Counsel: You mean, if I had an OBE, you would think I had an EBO?
Defendant: Yes. Of course, this does not matter so much in France...
Counsel: I beg your pardon?
Defendant: The French have a tendency to reverse their initials anyway. The Communist Party in France is the Parti Communiste, which shortens to the PC, which is the opposite of our CP. What we call Nato is known in France as Otan. My form of dyslexia tends to turn that back to front, so I read the French word Otan as Nato.
Judge: I fail to see what this has got to do with parking in a space reserved for disabled people.
Defendant: Everything, my lord. You see, if you reverse my first name Sid, you get Dis. If you reverse my surname, Delba, you get Abled. Therefore, on account of my disability, I am condemned to read the word Disabled as my own name. Therefore, when I see a sign seeing DISABLED, whereas the rest of you read this as DISABLED, I read it as SID DELBA and I feel I have to park there.
Judge: Good heavens. How extraordinary. Is that really true? Let me spell your name backwards ... Yes ... Dis Abled ... Sid Delba ... Just a moment.
Defendant: Yes, m'lud?
Judge: What about signs that read DISABLED ONLY, like the one where you left your car for two years? Presumably you read ONLY backwards too?
Defendant: Yes, I do.
Judge: So what did you make of the word YLNO? When it said, to your dyslexic eyes, YLNO SID DELBA, what did you think YLNO meant?
Defendant: I assumed it was some meaningless Welsh word, my lord, or perhaps the initials of some organisation unknown to me.
Judge: Nonsense! What could YLNO possibly stand for?
Defendant: Well, perhaps for Young Liberals Numismatic Organisation. Or for the Yachting League Nord-Ouest. Or maybe something Jewish ...
Judge: Jewish?
Defendant: Perhaps the Yiddish Language Normalisation Office.
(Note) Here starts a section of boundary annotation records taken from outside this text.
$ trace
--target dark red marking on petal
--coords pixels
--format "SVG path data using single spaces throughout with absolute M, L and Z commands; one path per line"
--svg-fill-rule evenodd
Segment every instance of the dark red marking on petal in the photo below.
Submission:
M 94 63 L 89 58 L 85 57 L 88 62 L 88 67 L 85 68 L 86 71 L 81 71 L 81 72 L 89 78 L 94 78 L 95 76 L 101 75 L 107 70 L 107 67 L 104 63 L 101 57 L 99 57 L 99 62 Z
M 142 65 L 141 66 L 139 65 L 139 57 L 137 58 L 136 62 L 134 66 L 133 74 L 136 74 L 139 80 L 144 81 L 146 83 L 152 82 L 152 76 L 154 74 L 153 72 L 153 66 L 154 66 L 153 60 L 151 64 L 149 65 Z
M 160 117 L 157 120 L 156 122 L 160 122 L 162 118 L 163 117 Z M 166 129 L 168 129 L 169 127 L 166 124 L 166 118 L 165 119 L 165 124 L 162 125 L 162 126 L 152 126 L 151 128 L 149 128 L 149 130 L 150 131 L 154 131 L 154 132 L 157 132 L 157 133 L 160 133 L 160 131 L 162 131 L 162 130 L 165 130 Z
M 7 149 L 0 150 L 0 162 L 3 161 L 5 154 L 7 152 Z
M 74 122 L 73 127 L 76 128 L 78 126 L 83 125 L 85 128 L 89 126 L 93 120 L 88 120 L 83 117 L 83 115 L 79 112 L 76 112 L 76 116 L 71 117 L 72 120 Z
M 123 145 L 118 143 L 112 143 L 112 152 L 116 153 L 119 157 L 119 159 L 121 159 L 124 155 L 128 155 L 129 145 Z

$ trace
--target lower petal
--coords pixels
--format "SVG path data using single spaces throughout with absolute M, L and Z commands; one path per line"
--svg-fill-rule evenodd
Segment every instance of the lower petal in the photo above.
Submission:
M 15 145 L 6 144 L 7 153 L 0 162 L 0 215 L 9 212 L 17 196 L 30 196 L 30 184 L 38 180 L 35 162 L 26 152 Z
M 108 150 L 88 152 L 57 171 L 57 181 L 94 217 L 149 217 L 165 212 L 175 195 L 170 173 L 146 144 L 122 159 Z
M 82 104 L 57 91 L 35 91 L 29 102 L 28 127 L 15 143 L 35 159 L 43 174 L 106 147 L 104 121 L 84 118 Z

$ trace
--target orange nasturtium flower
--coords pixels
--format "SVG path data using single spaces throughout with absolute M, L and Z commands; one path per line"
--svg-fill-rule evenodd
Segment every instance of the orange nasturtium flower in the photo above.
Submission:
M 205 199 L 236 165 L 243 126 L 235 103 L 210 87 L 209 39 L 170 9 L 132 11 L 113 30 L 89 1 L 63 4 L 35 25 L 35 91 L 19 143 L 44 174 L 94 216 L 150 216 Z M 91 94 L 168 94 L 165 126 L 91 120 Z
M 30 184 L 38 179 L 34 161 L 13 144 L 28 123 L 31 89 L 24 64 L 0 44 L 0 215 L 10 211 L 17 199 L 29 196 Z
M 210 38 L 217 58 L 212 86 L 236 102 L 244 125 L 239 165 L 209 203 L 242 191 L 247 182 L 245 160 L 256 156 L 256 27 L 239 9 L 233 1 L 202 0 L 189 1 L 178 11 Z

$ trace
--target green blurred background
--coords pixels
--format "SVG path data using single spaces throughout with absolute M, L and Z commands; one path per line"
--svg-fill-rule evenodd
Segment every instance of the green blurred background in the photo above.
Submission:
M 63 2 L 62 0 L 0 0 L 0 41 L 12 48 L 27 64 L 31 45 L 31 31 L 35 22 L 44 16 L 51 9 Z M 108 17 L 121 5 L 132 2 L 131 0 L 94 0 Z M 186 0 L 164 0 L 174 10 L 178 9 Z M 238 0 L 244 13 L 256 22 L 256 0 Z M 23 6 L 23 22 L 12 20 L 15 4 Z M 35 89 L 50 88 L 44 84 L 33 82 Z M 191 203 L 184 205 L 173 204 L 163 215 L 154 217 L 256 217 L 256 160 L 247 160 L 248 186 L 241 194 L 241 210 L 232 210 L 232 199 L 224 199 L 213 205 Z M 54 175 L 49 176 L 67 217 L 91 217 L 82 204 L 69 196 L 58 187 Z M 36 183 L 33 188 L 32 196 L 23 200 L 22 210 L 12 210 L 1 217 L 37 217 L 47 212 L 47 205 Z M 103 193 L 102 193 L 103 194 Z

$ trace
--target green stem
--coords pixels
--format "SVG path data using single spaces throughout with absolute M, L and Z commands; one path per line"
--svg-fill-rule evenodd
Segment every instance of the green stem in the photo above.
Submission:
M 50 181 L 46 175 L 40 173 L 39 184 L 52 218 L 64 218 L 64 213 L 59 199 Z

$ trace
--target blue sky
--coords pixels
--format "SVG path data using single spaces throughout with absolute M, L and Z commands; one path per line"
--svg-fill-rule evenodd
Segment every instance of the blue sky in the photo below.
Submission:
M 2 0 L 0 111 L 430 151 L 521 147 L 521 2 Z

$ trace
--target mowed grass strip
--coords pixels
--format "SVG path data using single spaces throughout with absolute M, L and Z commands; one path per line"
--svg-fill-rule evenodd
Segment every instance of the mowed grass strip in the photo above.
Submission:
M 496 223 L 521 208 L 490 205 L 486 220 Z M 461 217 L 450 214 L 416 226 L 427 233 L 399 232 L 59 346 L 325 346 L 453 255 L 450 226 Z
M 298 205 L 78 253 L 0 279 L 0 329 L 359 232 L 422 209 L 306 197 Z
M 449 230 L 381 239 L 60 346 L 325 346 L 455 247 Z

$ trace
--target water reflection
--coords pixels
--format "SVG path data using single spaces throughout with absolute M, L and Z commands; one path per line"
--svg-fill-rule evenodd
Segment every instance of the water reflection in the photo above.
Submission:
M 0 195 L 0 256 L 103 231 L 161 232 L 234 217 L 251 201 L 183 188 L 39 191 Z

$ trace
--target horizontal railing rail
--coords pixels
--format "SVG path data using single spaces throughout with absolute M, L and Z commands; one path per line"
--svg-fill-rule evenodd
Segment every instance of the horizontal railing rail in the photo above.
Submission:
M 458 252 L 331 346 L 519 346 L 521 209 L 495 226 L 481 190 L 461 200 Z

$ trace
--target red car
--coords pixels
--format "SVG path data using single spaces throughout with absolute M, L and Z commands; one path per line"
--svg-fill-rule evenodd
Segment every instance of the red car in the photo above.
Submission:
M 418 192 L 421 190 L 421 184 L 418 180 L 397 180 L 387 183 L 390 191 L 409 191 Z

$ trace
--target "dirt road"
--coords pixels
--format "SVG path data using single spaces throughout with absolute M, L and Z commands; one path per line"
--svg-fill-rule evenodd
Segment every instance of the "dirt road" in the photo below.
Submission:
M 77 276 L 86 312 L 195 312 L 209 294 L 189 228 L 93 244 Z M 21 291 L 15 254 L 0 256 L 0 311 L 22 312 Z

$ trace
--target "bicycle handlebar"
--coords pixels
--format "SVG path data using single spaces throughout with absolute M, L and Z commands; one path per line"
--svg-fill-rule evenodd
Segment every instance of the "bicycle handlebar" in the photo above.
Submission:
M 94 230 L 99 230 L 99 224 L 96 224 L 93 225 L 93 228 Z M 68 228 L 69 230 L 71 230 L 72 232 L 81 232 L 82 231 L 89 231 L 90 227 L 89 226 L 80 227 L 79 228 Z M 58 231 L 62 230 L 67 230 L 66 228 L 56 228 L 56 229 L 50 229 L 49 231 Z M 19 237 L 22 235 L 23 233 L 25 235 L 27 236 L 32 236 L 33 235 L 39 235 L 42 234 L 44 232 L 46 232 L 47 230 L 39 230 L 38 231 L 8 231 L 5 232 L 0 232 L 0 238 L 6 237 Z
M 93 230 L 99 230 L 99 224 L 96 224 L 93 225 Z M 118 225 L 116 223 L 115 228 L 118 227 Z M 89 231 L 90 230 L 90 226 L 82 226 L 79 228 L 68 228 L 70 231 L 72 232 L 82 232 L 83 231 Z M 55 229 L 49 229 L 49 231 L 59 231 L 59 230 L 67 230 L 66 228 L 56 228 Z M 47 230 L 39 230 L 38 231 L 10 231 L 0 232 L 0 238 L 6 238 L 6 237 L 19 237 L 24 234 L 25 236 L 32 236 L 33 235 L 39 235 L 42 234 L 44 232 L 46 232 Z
Judge: Never mind about that! I want to come back to your name, Mr Delba. I just find it a very remarkable coincidence that your name is Disabled spelt back to front. A VERY remarkable coincidence. A VERY remarkable coincidence indeed. Was it not lucky that you received this name at birth?
Defendant: This was not my name to begin with, m'lud. I changed my name five years ago.
Counsel: Aha! You changed your name to Sid Delba by deed poll!
Defendant: Yes.
Counsel: From what?
Defendant: Previously my name had been Mr de Vreser.
Judge: De Vreser? Is that a sort of Dutch name?
Defendant: Sort of, my lord.
Judge: But it also spells "Reserved" backwards, does it not?
Defendant: I believe it does.
Judge: So you went through a period of your life when you could park in spaces marked Reserved, claiming that because of your dyslexia you had read it as your name?
Defendant: Well, yes ...
The case continues, though not, you will be glad to hear, in this space.